Diese Dynamik könne die Kapitalbeschaffung unabhängig vom Geschlecht des Gründers oder der Gründerin erschweren, sagte sie.
“When you combine that with the historical underrepresentation of women in venture funding, the challenge becomes even greater,” sagte sie.
Einige Branchenakteure haben Investmentfonds gefordert, die ausschließlich Gründerinnen gewidmet sind, um Frauen den Zugang zu Finanzierung zu erleichtern und die Lücke zu verringern. Als Reaktion darauf haben einige Investoren Fonds angekündigt, die ausschließlich auf Gründerinnen ausgerichtet sind.
Obidiebube sagte, solche zweckgebundenen Fonds könnten eine wichtige Rolle spielen, indem sie dazu beitragen, historische Finanzierungsungleichgewichte zu adressieren und mehr Frauen Zugang zu Frühphasenkapital zu verschaffen. Sie sagte jedoch, diese Fonds seien überwiegend Korrekturmaßnahmen als Reaktion auf jahrelange Unterrepräsentation und kein Beweis dafür, dass die Finanzierungslücke geschlossen sei. Aus diesem Grund sieht sie darin nicht die langfristige Lösung.
“Dedicated funds can help bridge today’s gap, but long-term success depends on building a broader investment culture that recognises quality businesses across different sectors and founder backgrounds. The ultimate goal should be an investment ecosystem where funding decisions are driven by the strength of the business rather than the gender of the founder,” sagte Obidiebube.
Sie fügte hinzu, dass es zwar ermutigende Fortschritte gebe, das Ziel aber nicht einfach darin bestehen sollte, mehr Programme für Frauen zu schaffen. Stattdessen sollten starke Unternehmen gleichberechtigten Zugang zu Kapital haben und nach ihrer Fähigkeit bewertet werden, langfristigen Wert zu schaffen, unabhängig vom Geschlecht der Gründerin oder des Gründers.
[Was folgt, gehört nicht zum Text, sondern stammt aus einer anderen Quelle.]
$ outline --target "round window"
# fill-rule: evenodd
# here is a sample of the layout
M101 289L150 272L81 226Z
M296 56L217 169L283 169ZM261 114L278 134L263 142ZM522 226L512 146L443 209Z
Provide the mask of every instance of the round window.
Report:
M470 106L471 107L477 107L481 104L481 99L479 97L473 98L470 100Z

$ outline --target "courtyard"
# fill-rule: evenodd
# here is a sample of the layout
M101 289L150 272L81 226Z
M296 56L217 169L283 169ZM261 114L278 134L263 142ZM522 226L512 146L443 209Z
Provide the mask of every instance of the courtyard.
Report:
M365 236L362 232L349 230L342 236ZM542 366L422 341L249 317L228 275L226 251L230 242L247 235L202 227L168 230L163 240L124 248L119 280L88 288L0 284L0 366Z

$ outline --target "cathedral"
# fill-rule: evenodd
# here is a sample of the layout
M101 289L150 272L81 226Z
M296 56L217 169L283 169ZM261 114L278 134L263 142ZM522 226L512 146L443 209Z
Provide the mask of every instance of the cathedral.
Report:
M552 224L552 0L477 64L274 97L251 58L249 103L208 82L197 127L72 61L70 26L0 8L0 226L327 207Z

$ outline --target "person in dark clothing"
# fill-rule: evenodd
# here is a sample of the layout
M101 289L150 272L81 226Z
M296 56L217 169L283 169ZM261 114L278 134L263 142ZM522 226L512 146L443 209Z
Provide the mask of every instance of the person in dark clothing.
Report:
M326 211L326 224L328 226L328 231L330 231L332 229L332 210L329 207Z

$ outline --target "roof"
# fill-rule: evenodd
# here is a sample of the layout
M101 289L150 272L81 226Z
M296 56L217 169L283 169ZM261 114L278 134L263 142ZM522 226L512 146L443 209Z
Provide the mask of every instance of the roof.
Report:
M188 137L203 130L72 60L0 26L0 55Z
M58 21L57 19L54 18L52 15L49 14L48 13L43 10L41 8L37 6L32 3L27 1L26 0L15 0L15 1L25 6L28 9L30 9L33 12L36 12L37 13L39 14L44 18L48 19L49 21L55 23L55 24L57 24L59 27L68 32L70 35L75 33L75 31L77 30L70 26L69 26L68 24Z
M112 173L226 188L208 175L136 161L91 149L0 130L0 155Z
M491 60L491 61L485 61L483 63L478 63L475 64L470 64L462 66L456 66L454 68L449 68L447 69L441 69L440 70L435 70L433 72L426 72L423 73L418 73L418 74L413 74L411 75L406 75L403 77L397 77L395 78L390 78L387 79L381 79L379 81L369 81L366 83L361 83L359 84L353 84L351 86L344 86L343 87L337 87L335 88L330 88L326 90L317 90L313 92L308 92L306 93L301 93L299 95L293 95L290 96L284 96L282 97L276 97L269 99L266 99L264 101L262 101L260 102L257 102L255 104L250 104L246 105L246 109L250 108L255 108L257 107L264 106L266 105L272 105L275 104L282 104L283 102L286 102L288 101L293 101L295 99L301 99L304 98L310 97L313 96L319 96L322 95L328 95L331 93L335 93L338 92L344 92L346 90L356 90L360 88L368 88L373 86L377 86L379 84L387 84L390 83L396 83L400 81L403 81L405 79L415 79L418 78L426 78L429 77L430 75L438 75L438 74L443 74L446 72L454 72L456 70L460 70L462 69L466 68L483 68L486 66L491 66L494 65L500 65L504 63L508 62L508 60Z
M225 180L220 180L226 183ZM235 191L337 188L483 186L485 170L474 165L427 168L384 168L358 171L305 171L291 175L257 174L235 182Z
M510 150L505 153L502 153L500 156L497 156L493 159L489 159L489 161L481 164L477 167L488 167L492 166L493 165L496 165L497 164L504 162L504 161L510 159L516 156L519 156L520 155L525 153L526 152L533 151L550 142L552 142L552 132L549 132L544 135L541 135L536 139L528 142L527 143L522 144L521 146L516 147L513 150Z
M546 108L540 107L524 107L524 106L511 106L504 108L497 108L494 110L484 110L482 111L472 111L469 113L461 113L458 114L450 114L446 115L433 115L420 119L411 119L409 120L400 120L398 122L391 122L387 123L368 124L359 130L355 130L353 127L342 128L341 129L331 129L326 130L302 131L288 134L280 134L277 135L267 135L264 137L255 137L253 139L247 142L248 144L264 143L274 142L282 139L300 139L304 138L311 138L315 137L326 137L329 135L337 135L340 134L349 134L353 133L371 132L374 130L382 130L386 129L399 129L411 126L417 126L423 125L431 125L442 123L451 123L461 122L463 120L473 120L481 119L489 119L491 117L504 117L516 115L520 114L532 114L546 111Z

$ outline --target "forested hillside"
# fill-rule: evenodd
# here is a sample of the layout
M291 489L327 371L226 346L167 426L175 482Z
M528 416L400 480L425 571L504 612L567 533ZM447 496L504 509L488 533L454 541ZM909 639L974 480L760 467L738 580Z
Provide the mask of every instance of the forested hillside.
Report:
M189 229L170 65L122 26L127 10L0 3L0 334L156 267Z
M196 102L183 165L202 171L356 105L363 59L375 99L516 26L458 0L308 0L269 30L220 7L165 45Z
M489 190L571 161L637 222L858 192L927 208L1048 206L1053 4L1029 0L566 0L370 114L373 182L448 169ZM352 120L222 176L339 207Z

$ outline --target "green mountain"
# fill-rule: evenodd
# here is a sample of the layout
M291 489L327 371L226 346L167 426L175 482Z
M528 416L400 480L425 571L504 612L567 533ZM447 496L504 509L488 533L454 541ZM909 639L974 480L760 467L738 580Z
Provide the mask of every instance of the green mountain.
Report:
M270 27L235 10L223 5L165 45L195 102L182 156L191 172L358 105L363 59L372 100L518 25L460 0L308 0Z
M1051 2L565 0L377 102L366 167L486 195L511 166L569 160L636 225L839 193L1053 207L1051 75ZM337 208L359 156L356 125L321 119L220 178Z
Damit werden künftige Finanzierungsdaten sowie das Verhalten etablierter Risikokapitalfonds zu wichtigen Maßstäben dafür, ob spezielle Initiativen in einen breiteren Zugang zu Kapital münden.
Der begrenzte Finanzierungsfluss an von Frauen geführte Startups wirkt sich auf Gründerinnen aus, weil der Zugang zu Kapital beeinflusst, wie schnell ein Unternehmen einstellen, in Forschung und Entwicklung investieren, neue Märkte erschließen und konkurrieren kann. Wenn Kapital begrenzt ist, kann das Wachstum langsamer werden und stärker von den persönlichen Mitteln der Gründerin oder des Gründers oder vom operativen Cashflow abhängen.
Dennoch sagte Obidiebube, die Finanzierungslücke sollte Frauen nicht davon abhalten, ambitionierte Unternehmen aufzubauen.
“Venture capital is only one source of financing. Many successful companies have been built through customer revenue, strategic partnerships, angel investment, grants and debt financing. For founders, the priority should be building businesses with real demand and strong fundamentals. Capital is an accelerator, not a substitute for a viable business model,” sagte sie.